From the Terminal Terrestre we find the occasional bus to the Intag valley, a fairly quiet destination about 2.5hrs west of here. Twisting roads skirt some secondary rainforest with views to more pristine areas further north. We end up in a deep valley with a raw river running steeply. Fairly populated, fairly deforested and farmed.

Get the bus to drop us at Pachego Farmhouse, a B&B set up a couple of years ago by an Argentinian expat, inspired by the local landscape. She’s still learning the seasons and the patterns of tourists.

Morning mists

3 nights of good (non-Ecuadorian) food and local exploration. The valley is very pretty; morning mists and clouds within it. We walk across the hand built suspension bridges and find sketchy paths through the sugar cane. We set off up rough paths up the valley and never reach the top; a group of 5 dogs follow us and make it their adventure too. Subsistence farms of sugar, coffee, cows and naranjilla; a citrus -looking plant that tastes slightly of rhubarb but looks like a passion fruit.

Looking north

Coffee and naranjilla farms advance up the valley sides

There are some thermal baths just down the road.

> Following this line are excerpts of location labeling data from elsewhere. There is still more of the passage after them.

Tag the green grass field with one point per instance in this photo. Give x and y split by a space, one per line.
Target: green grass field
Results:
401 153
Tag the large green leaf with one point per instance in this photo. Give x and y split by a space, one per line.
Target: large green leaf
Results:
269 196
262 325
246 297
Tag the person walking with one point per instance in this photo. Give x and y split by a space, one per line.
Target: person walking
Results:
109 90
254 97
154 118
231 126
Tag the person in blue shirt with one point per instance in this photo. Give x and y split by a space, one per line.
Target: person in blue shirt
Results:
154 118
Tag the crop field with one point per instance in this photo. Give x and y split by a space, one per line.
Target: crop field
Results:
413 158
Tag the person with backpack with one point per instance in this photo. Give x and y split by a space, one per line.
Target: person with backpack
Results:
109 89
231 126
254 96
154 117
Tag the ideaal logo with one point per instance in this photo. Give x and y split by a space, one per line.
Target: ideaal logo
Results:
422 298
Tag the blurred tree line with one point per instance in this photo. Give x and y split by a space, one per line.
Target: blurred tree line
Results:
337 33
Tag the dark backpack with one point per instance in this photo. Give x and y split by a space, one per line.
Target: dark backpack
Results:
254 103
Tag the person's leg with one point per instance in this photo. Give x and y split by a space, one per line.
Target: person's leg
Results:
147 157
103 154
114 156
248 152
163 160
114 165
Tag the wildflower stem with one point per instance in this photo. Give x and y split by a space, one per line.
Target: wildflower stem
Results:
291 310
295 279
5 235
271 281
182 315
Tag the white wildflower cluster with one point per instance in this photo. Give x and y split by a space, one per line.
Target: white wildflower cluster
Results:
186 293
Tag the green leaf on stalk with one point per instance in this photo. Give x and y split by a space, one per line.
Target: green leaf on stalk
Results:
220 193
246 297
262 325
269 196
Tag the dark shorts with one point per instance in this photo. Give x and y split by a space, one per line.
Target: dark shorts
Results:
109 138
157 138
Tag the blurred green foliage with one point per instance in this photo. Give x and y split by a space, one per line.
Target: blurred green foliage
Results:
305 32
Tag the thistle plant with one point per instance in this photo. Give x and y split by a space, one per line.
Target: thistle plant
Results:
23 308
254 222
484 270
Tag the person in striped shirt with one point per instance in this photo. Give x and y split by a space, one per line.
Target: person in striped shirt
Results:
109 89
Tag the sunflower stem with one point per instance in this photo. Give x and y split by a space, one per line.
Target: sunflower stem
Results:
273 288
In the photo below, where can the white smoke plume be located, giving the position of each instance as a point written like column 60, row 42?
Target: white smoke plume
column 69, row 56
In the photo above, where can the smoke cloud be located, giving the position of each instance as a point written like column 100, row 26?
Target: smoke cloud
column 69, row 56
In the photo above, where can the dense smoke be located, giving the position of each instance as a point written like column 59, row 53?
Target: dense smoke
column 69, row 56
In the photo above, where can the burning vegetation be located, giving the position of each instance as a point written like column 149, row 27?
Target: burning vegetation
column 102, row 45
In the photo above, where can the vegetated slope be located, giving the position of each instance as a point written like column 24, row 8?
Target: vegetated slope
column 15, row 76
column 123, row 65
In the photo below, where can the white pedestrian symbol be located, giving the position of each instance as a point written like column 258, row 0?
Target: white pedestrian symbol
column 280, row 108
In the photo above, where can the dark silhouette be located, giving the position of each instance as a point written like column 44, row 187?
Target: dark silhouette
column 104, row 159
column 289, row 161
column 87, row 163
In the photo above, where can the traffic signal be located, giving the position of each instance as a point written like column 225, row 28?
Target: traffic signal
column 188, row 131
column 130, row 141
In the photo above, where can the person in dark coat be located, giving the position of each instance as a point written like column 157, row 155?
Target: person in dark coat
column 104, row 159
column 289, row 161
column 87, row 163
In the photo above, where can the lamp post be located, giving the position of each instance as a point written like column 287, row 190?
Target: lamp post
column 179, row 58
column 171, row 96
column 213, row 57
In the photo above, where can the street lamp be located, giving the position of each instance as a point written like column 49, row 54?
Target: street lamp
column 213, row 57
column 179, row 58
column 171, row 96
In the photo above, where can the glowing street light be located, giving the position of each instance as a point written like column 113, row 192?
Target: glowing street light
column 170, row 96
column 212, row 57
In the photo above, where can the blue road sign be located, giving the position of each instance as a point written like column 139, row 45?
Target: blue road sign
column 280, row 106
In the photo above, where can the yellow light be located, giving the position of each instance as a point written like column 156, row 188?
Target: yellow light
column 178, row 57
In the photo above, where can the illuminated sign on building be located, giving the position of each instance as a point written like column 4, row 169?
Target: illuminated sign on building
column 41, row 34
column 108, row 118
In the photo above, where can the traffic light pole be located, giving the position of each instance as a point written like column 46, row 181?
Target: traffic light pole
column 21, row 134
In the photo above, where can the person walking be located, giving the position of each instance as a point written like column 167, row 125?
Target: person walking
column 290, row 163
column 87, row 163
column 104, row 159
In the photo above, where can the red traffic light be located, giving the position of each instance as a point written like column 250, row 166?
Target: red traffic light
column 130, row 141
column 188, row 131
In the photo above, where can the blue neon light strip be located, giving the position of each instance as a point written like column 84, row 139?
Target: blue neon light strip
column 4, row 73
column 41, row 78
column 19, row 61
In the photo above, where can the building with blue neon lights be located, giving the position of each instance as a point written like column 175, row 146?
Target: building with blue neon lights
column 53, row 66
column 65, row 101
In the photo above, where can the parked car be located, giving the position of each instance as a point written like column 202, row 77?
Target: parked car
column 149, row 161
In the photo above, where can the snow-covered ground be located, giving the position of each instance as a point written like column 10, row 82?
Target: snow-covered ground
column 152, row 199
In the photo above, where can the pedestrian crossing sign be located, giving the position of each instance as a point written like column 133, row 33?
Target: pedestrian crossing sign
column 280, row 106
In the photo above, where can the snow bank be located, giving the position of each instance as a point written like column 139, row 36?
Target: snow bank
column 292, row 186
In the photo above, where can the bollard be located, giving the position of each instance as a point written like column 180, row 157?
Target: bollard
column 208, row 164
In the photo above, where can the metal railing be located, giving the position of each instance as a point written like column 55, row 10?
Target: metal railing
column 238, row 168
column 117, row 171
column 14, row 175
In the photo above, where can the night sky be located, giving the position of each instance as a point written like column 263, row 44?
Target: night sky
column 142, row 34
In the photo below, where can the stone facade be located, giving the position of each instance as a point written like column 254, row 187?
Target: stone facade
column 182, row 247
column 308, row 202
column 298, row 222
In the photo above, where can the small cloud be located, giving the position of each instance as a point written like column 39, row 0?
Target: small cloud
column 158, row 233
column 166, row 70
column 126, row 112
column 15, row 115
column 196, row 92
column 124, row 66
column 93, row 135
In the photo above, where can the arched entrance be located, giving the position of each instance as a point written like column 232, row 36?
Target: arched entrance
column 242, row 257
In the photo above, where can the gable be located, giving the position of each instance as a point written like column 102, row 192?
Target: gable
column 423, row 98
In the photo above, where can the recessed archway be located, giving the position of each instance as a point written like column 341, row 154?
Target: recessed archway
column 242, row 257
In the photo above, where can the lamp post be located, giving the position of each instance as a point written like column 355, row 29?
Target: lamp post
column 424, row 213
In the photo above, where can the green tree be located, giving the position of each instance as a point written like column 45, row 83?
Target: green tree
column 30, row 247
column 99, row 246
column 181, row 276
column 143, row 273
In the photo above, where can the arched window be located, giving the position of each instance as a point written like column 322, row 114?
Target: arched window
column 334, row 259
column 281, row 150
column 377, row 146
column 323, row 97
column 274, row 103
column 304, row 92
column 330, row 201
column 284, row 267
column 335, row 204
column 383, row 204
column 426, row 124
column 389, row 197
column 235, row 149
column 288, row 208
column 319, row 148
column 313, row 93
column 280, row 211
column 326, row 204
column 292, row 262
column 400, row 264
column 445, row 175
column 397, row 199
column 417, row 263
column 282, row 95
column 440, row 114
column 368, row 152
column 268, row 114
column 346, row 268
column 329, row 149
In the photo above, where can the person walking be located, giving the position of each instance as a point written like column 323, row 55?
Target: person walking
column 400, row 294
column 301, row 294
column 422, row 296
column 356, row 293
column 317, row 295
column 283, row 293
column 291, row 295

Past their best and empty until the evenings but $3 to lie in some warm and hot baths (up to 40º). We meet an English expat family who moved to the valley 4-5 years ago , live very cheaply but struggle economically. Only honey makes money.

One day we get a lift halfway up the other valley side. Dropped off when it got to steep we walk up to a plateau covered in drying corn plants and some heavily eroded burial mounds. One is the sun temple of Wariman, a partially explored site. The main mound still has a large trench from excavations in the 1930s. Archaeologists in the 80s dated the site to 500AD.  Signs of fires and shamen activity. The current owners were trying to encourage a level of respectful tourism here and had built in this unlikely and remote spot Latin America’s longest and steepest zipwire.  Fortunately for us the men seemed to have gone off for the day and we escaped having to try it out. Walked and hitched back.